写真7 「Test-first Development」について

 

写真8 「Acceptance Test-driven deveropment(ATDD)」について

 

 教育の視点では,「Really Good Books」,「(Big)Testing Conference」,「(Small)Testing Conference」,「Freedom of the Press」について解説した.特に「Testing Conference」では,今回のJaSSTのような大規模なコンファレンスはもちろんだが,15~20名規模の小規模なコンファレンスに注目が集まっているという.こうした小規模なコンファレンスは,小さなトピックでワークショップを行うような形態が多くなっており,より深く学習を行いたいと思っているテスタは,ぜひ参加してみるべきだろうと推奨した.

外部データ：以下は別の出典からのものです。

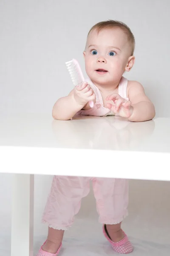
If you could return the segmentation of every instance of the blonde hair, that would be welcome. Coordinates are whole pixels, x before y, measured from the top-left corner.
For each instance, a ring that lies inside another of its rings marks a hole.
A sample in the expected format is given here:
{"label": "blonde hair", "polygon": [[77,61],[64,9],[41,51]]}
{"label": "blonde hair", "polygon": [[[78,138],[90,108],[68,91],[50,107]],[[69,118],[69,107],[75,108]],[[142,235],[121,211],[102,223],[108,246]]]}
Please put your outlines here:
{"label": "blonde hair", "polygon": [[128,37],[128,41],[131,47],[131,55],[132,56],[133,55],[135,47],[135,38],[130,29],[123,22],[117,20],[108,20],[105,21],[99,22],[91,28],[88,33],[87,37],[88,37],[90,33],[92,30],[96,29],[98,33],[99,33],[104,29],[114,28],[119,28],[126,34]]}

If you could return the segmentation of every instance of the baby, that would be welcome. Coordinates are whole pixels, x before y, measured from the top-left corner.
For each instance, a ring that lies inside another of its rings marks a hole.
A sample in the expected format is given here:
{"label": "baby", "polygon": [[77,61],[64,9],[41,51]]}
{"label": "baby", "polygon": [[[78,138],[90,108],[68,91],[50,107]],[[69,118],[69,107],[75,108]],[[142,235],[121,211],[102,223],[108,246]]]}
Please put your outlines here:
{"label": "baby", "polygon": [[[135,62],[135,39],[129,28],[119,21],[99,22],[90,30],[83,55],[88,79],[68,96],[59,99],[52,111],[54,119],[69,120],[76,114],[117,115],[142,122],[155,115],[153,104],[142,85],[122,76]],[[89,102],[93,100],[91,108]],[[48,226],[46,241],[37,256],[57,255],[64,231],[79,212],[81,199],[92,180],[99,221],[113,250],[128,253],[133,247],[121,229],[128,214],[128,181],[123,179],[54,176],[42,222]]]}

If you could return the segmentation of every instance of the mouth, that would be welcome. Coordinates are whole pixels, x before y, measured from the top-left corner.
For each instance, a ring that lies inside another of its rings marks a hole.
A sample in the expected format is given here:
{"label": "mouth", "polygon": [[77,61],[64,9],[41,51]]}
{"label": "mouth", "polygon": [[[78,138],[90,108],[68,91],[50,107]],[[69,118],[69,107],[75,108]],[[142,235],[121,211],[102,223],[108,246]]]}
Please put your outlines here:
{"label": "mouth", "polygon": [[106,70],[102,68],[100,68],[99,69],[96,70],[95,71],[97,72],[97,73],[99,74],[105,74],[105,73],[108,72],[107,70]]}

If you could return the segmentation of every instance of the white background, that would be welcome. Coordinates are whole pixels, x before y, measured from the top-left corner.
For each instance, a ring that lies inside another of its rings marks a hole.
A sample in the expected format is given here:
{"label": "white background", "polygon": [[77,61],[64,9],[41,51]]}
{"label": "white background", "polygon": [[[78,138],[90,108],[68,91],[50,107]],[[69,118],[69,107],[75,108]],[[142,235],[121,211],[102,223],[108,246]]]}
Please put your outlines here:
{"label": "white background", "polygon": [[[88,31],[95,23],[110,19],[126,23],[135,37],[136,63],[125,76],[143,85],[157,117],[169,117],[170,3],[0,0],[0,114],[51,114],[57,99],[73,87],[65,62],[77,59],[85,75],[82,52]],[[11,177],[0,175],[0,234],[6,235],[11,224]],[[40,219],[51,178],[35,177],[35,236],[46,234]],[[130,181],[130,214],[124,222],[130,236],[169,244],[169,185]],[[97,221],[92,192],[83,200],[78,217]]]}

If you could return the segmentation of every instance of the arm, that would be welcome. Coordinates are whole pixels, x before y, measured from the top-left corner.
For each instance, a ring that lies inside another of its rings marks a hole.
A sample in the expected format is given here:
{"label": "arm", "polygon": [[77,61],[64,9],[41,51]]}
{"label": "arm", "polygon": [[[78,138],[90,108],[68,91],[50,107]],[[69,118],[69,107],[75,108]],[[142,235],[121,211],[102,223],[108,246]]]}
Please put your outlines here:
{"label": "arm", "polygon": [[60,98],[56,102],[52,115],[54,119],[69,120],[83,107],[75,101],[72,90],[68,96]]}
{"label": "arm", "polygon": [[74,87],[68,96],[59,99],[53,107],[52,115],[54,119],[69,120],[88,102],[94,100],[95,94],[87,82]]}
{"label": "arm", "polygon": [[133,111],[128,119],[132,122],[142,122],[152,119],[155,116],[155,107],[146,96],[143,86],[136,81],[129,83],[127,92]]}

 技術とツールの視点では,「Open-source tools」,「Virtualization」,「Testing in the Cloud」について解説した.以前とは異なり,現在ではテスト環境やその手法のバリエーションが充実しているため,さまざまな選択肢が用意されていることを指摘した上で,例えばオープン・ソース・ツールの検討,仮想化技術の導入,状況に応じたテスト作業の委託などは,テスト効率の向上とコストの削減に大きく貢献すると指摘した.

 プロセス改善の視点では,まずTPI(Test Process Improvement)を挙げた(写真9).TPIは改善手法を20のキー・エリアに分け,それぞれの達成レベルを表にして,その結果に応じたアドバイスなどが行われるというものだが,あまり普及していない.もう一つはTMMiで,こちらはCMMI(Capability Maturity Model Integration)互換のテスト能力の成熟度を測るモデルである(写真10).こうした評価による改善を探る手法は,米国ではあまり受け入れられないが,欧州では受け入れられつつあるという.

写真9 TPI(Test Process Improvement)について

 

写真10 TMMiについて

 

 講演の最後に,同氏は「Future Innovations?」として,オブジェクト指向プログラミングの基礎を築いた功労者であり,同氏の友人でもあるAlan Key氏の言葉"The best way to predict the future is to invent it."を引用し,「決して満足することなく,イノベーションを続けることを忘れないで欲しい」と述べて講演を締めくくった.

●担当技術者が「はやぶさ」のソフトウェア開発を語る

 開催2日目には,NEC東芝スペースシステムの檜原 弘樹氏による招待講演「『はやぶさ』をミッション完遂に導いたソフトウェア開発」が行われた(写真11).同氏は,人工衛星の構造が携帯電話端末と類似しており,人工衛星開発がそう特殊なものではないことを説明した.宇宙関連は「夢がある」とよく言われるが,開発を受ける企業の立場からするとビジネスの一つであると語った.また,高信頼性システムを実現するための方針として,「最初から正しく作る(試験できるような機能を設計する)」,「見逃さない」,「リスクに備える」,「コンティンジェンシ(予期しない事態)に対応する」の四つを挙げ,はやぶさのソフトウェア開発について振り返った.

写真11 講演する檜原 弘樹氏

 

 講演の最後に檜原氏は,技術が”ガラパゴス”であることにも良い点があると語った.独自技術のインキュベータは日本にもあり,皆ができそうにないと思うことでも「やろう」と決めて取り組めばできることもあるという.また,今回の開発にあたって米国NASA(National Aeronautics and Space Administration)とやりとりする際に,日本的な発音の英語(Janglish)でも通じたことや,Janglishに意外と聞きとりやすい面もあるようだと述べ,英語の発音にコンプレックスを持っている日本人技術者にエールを送った.